4) Keep Communication and Connection Constant

Loneliness and isolation are the leading setbacks of working from home. It helps your remote team members to know that you are not just focused on their output, but invested in them personally. 

Let your team know you are concerned about their physical and mental well-being, more than the job.

We are going through changing and challenging times, and you need to foster camaraderie even more at a time like this. 

Managers should keep employees up-to-date on policies, business achievements, personnel shifts, and other instructions for working remotely, just like you would in an in-office workplace. 

They may also structure activities around the hours employees work, such as setting guidelines for responding to any after-hours work by email and text.

5) Make Time for Small Talk

Don’t just chat about work stuff with your remote team.

Yes, if you are on a tight deadline, you need to be precise and on-point with your communication, but during the month, make sure there are times when you can linger in a call, even just for a bit, to chat with your team about non-work related topics. 

If not, you are really missing out on a critical portion of management. With every member of your team, you have to build relationships. 

Rapport is what helps you to work through the concerns of any team member, trust that they will come to you with things that are important to them, and when you make a mistake or an unexpected decision, give you the benefit of doubt.

Rapport does not derive from thinking about and doing work. As a complete person, it comes from establishing and investing in healthy, affirming relationships within the team. 

6) Use Videos as Much as You Can

Video tells you much more than just an audio call, or talk can ever tell, if you analyze their reaction to a change of plans, or just try to assess their general feeling that day.

oWith so many free and inexpensive video chat solutions like Zoom, Skype, Google Meet and the like, there’s no reason not to make video calls often with your team. 

If you have communication issues, it is also better to fix them through video calls. 

Trust your instincts when you’re doing something that may be wrong or might be misunderstood in an email or an audio call. Mae time to ask for a video call appointment with the concerned remote worker or the entire team to fix issues that are crucial.

7) Trust Your Team

Sometimes, companies are not willing to embrace a remote workforce because there’s uncertainty about whether or not the work will get completed at the same level as if they were in the office. 

To combat this belief based on distrust, set up work-from-home guidelines, such as emails must be responded to within 24 hours, use text for urgent matters, and no calls between certain hours to make sure teammates are not working around the clock. 

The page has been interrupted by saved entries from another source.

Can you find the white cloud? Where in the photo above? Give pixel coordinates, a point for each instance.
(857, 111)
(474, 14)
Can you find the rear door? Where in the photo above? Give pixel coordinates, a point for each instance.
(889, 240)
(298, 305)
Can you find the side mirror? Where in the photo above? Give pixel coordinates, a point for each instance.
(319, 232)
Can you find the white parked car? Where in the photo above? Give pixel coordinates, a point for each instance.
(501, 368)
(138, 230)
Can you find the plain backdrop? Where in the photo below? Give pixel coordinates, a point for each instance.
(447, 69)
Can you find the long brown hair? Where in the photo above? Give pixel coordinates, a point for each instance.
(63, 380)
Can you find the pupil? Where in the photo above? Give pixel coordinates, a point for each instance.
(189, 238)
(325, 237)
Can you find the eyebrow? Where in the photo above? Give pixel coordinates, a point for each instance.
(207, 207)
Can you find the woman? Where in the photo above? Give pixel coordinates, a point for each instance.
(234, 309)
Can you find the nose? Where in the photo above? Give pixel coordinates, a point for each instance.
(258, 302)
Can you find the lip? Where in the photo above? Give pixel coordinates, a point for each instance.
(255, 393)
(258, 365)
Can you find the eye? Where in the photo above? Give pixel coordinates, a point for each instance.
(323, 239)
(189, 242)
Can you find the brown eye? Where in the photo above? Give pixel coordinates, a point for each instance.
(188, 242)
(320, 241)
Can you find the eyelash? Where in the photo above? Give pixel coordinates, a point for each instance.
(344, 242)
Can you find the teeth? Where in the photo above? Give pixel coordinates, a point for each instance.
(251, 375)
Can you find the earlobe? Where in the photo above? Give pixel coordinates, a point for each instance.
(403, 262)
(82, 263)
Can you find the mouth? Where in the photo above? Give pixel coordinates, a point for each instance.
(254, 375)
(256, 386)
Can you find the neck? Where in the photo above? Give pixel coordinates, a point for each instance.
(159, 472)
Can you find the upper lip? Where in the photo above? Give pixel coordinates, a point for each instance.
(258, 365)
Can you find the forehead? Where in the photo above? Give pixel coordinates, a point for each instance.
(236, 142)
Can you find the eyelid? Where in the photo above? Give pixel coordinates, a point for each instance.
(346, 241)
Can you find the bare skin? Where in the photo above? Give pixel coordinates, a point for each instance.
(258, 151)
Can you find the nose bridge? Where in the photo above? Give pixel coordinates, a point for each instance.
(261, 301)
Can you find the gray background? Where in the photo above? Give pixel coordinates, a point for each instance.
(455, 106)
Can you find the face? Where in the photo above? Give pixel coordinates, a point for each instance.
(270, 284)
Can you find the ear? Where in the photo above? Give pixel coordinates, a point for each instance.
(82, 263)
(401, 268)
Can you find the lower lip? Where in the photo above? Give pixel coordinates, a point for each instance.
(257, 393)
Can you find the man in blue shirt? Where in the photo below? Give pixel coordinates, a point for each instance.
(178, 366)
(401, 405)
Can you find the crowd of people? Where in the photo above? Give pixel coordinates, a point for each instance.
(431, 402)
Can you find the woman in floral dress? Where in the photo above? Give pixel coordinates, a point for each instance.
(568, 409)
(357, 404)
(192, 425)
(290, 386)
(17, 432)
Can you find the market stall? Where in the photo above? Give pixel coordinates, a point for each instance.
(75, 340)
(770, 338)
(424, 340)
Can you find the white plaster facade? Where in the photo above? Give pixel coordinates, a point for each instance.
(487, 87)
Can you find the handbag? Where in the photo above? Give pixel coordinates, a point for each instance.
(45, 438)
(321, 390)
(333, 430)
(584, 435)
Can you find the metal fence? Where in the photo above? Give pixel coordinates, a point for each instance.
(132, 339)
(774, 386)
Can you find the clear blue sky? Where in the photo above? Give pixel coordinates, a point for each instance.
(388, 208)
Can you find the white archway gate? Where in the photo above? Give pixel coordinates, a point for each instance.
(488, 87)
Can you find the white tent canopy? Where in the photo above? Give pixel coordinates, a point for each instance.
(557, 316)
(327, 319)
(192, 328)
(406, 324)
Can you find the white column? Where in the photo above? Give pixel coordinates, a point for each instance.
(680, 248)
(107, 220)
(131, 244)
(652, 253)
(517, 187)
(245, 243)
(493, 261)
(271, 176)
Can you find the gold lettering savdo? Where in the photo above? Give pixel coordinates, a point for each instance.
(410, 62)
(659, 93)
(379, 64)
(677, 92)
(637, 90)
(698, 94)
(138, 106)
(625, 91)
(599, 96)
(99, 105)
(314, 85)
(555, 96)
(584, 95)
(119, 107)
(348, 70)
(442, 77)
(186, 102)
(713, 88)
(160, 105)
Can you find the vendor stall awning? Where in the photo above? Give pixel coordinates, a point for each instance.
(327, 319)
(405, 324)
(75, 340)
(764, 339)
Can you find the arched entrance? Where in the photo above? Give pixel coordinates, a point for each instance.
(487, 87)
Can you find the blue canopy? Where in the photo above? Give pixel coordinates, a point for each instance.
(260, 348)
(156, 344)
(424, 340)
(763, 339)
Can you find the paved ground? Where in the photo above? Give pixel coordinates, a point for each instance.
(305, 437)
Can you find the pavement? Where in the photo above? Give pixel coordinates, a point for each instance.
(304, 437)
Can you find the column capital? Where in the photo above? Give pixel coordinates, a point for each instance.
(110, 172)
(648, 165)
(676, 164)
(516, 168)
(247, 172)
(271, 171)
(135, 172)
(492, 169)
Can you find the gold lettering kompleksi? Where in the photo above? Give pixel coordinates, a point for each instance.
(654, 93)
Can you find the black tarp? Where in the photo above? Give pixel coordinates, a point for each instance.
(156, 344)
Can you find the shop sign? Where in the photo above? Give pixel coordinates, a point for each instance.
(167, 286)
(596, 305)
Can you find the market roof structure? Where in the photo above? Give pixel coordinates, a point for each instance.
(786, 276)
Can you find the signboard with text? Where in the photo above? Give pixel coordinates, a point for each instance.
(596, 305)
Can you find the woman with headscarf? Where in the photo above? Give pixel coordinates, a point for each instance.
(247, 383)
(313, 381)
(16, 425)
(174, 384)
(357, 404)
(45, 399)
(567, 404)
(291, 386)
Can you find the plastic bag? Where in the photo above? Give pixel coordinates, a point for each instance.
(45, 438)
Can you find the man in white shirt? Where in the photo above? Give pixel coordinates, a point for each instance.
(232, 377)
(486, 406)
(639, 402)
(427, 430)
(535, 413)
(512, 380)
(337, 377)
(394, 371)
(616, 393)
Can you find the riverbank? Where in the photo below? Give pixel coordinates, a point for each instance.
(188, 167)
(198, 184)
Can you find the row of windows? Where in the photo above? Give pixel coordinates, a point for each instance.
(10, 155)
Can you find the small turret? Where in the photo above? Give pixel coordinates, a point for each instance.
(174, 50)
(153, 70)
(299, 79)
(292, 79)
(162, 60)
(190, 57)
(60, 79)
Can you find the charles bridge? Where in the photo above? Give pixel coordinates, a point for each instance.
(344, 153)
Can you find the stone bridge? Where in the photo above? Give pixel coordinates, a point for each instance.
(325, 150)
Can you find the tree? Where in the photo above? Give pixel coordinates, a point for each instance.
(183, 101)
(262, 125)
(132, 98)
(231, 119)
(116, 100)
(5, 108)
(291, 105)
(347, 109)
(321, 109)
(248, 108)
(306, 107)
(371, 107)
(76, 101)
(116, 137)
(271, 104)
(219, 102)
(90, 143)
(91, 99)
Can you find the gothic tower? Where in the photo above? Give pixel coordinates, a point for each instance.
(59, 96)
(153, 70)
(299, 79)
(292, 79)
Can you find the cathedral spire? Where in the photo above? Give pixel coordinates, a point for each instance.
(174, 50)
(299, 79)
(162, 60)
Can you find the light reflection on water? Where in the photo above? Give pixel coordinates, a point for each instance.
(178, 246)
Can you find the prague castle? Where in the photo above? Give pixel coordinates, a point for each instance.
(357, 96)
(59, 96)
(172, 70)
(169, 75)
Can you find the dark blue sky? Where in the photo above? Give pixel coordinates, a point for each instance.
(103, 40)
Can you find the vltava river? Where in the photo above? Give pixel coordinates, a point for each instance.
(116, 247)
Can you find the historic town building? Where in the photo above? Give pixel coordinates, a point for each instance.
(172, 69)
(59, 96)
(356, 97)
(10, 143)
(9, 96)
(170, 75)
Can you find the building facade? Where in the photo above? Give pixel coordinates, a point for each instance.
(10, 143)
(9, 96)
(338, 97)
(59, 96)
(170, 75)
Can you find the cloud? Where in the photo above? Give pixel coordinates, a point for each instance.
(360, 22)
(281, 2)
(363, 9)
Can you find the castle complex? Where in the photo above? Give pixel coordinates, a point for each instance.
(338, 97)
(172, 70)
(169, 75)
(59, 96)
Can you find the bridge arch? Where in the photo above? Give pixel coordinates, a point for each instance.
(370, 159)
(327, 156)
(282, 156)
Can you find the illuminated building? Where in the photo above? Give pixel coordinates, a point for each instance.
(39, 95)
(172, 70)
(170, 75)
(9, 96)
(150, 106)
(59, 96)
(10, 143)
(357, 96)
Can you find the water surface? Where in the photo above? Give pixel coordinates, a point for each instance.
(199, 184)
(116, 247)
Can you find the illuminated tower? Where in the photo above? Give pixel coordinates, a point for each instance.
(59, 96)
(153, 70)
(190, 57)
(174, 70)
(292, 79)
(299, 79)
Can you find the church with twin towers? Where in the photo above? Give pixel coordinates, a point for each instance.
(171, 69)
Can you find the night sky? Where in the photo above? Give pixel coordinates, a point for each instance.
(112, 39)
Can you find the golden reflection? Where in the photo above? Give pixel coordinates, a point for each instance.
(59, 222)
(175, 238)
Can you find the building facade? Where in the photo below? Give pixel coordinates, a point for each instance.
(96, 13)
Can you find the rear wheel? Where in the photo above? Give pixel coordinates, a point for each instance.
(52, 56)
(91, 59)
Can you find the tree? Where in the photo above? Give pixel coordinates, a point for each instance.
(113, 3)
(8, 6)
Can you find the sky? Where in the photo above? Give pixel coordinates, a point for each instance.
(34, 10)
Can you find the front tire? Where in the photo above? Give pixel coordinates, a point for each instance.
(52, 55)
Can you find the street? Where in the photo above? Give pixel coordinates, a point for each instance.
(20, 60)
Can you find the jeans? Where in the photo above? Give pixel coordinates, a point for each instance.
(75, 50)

Conclusion: Remote Teams Demands High-Performing Managers

Remote teams place a greater demand on managers. In order to compensate for the lack of physician supervision, owners or managers should be able to set clear job expectations and responsibilities for the protection of its remote team. 

Managers also need to be skilled in keeping team morale high, especially in a time of crisis. Managers also need to learn the basic principles of every aspect of work done within the team. 

For instance, if asked about how the team can optimize and streamline operations with cloud-based technologies, the manager must have an idea how it works, at least in concept, and not just relegate technical things to the IT department. 

A manager must also know different competitive advantages for business that can be utilized by the team, or even how to begin business automation through software to ensure the company thrives in the new normal economy. 

Above all, a manager must further develop empathy and compassion, especially to remote workers who are often the most overworked and unappreciated members of the team.

Intuition and foresight as well is something that cannot be learned overnight, but if you are a passionate manager, your heart for your job and your team will be able to pull you through. 

Even you, the manager, need support and assistance at this time. Nurturing your team is in effect, nurturing yourself as well because whatever culture you establish within your team will come back to you.